Cloudera Data Services on premises Software Requirements
This release ships with Cloudera Manager 7.11.3 CHF 11. If you have an existing Cloudera Base on premises cluster set up using an earlier version of Cloudera Manager, you must first upgrade Cloudera Manager to version 7.11.3 CHF 11.
For more information about specific software requirments, see the Software Support Matrix for Cloudera Embedded Container Service.
Additionally, you must perform the following:
- For Cloudera AI, you must install nfs-utils in order to mount longhorn-nfs provisioned mounts. The nfs-utils package is required on every node of the Cloudera Embedded Container Service cluster. Run this command yum install nfs-utils to install nfs-utils.
- If you have nodes with GPU, ensure that the GPU hosts have nVidia Drivers and
nvidia-container-runtime installed. You must confirm that drivers are properly
loaded on the host by executing the command nvidia-smi. You must
also install the
nvidia-container-toolkit
package. - You must have a minimum of one agent node for Cloudera Embedded Container Service.
- Set up Kerberos on these clusters using an Active Directory.
- Enable TLS on the Cloudera Manager cluster for communication with components and services.
- If you do not have entitlements, contact your Cloudera account team to get the necessary entitlements.
- The default docker service uses /docker folder. Whether you wish to retain /docker or override /docker with any other folder, you must have a minimum of 300 GiB free space.
- Create the folder before the start of the installation. For example: mkdir /ecs/docker.
- Ensure that all of the hosts in the Cloudera Embedded Container Service cluster have
more than 300 GiB of free space in the
/var/lib
directory at the time of installation. - The cluster generates multiple hosts and host based routing is used in the cluster in order to route it to the right service. You must decide on a domain for the services which Cloudera Manager by default points to one of the host names on the cluster.

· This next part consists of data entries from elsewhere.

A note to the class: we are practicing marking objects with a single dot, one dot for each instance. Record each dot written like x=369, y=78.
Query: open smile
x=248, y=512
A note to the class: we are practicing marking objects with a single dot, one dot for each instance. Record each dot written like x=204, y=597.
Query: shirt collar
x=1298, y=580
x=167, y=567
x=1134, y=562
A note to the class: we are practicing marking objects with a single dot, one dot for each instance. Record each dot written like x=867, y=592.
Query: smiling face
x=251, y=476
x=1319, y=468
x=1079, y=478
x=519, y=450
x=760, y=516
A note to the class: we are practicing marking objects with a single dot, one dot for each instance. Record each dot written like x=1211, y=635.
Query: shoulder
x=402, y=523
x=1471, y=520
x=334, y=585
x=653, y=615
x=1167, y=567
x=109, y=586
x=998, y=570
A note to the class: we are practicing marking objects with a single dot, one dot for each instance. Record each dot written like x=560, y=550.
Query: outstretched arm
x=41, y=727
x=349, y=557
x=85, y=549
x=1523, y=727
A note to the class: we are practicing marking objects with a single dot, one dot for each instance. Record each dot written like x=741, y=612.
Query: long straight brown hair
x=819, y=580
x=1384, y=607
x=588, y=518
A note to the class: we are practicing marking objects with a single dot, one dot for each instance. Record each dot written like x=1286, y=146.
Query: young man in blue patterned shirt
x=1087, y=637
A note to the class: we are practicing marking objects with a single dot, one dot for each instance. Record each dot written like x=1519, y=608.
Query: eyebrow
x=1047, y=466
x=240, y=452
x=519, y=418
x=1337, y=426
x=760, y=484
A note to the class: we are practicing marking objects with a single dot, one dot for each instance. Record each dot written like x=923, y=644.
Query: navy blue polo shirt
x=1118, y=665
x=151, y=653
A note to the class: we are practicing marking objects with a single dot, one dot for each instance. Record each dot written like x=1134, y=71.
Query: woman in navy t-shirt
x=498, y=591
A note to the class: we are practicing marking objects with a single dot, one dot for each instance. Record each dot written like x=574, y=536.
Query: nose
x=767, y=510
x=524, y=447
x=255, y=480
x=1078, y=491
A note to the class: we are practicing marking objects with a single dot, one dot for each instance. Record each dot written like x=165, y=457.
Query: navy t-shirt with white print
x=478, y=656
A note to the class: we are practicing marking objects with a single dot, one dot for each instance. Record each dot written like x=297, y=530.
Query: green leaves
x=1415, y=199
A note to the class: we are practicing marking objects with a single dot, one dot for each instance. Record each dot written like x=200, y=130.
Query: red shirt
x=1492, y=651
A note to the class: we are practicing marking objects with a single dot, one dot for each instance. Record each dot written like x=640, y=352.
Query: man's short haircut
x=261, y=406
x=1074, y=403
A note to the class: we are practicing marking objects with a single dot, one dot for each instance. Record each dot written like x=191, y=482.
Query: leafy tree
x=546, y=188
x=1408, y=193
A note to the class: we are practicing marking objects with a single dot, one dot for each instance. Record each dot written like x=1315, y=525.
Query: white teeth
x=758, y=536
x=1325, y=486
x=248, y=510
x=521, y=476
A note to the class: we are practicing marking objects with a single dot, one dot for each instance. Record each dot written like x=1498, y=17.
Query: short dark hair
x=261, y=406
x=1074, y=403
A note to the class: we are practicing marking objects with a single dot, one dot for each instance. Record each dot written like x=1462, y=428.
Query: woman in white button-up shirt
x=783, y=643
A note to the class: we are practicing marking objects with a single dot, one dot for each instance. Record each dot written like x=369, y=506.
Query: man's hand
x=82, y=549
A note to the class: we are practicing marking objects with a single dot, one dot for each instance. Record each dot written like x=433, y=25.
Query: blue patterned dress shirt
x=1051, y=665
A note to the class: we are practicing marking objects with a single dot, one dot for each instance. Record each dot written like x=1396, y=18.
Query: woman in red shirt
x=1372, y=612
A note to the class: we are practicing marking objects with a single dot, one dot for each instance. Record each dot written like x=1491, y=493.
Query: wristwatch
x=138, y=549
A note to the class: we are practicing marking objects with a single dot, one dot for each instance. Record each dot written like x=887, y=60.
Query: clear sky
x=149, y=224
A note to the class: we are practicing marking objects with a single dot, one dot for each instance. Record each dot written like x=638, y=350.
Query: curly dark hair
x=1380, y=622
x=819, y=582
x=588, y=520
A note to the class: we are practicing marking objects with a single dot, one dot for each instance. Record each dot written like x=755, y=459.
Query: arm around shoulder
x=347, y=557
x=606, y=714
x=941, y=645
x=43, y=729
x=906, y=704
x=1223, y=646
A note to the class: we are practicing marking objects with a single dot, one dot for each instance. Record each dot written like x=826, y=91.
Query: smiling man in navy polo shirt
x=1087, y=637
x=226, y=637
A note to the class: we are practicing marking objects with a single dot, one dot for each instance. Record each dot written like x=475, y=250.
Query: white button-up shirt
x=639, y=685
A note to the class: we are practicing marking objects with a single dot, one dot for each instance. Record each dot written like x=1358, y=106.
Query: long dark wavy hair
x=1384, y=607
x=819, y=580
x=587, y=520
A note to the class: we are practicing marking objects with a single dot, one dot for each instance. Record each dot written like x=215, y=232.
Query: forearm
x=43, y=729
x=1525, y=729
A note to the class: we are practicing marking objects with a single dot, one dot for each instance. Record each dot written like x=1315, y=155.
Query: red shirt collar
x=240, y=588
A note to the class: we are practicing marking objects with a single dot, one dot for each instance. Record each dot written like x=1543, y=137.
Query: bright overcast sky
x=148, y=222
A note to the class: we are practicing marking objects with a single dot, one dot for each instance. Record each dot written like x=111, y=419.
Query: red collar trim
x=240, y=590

However, during the installation, you should check the default domain and override the default domain (only if necessary) with what you plan to use as the domain. To override, create an A record with a wildcard. For Example: *.apps.APPDOMAIN
- You must install nvidia-container-toolkit. (nvidia-container-runtime migrated to nvidia-container-toolkit , see Migration Notice.) The steps for this are shown in the NVIDIA Installation Guide. If using Red Hat Enterprise Linux (RHEL), use dnf to install the package. For an example with RHEL 8.7, see Installing the NVIDIA Container Toolkit.
- Python 3.8 is required for Cloudera Manager version 7.11.3.0 and higher versions. Cloudera Manager agents will not start unless Python 3.8 is installed on the cluster nodes.
Modifying Access Control Lists (ACLs) for any Rancher or Kubernetes-related directories is strictly prohibited as it can cause permission issues, service failures, or security vulnerabilities. Unauthorized ACL changes may lead to:
- Failure of Rancher services to start properly.
- Kubernetes components encountering permission errors.
- Issues with upgrades, backups, or cluster operations.
Affected Directories
Below are the key Rancher and Kubernetes directories that must not have their ACLs modified:
- /var/lib/rancher/ – Contains Rancher cluster data, configurations, and metadata.
- /etc/rancher/ – Stores Rancher configuration files, certificates, and settings.
- /var/log/rancher/ – Logs generated by Rancher services.
- /var/lib/kubelet/ – Stores node-level Kubernetes configurations and data.
- /etc/kubernetes/ – Holds Kubernetes API server, controller manager, and scheduler configurations.
- /var/lib/etcd/ – Contains the etcd database, critical for cluster state management.
- /var/log/pods/ – Stores logs for Kubernetes pods.
- /var/run/secrets/kubernetes.io/ – Used for service account authentication and tokens.
Best Practices
- Ensure that these directories maintain default ownership and permissions as configured by Rancher/Kubernetes.
- For troubleshooting, rely on logs and built-in diagnostics rather than altering file permissions.
By following these guidelines, you can avoid unexpected permission issues and maintain a stable and secure Rancher/Kubernetes environment.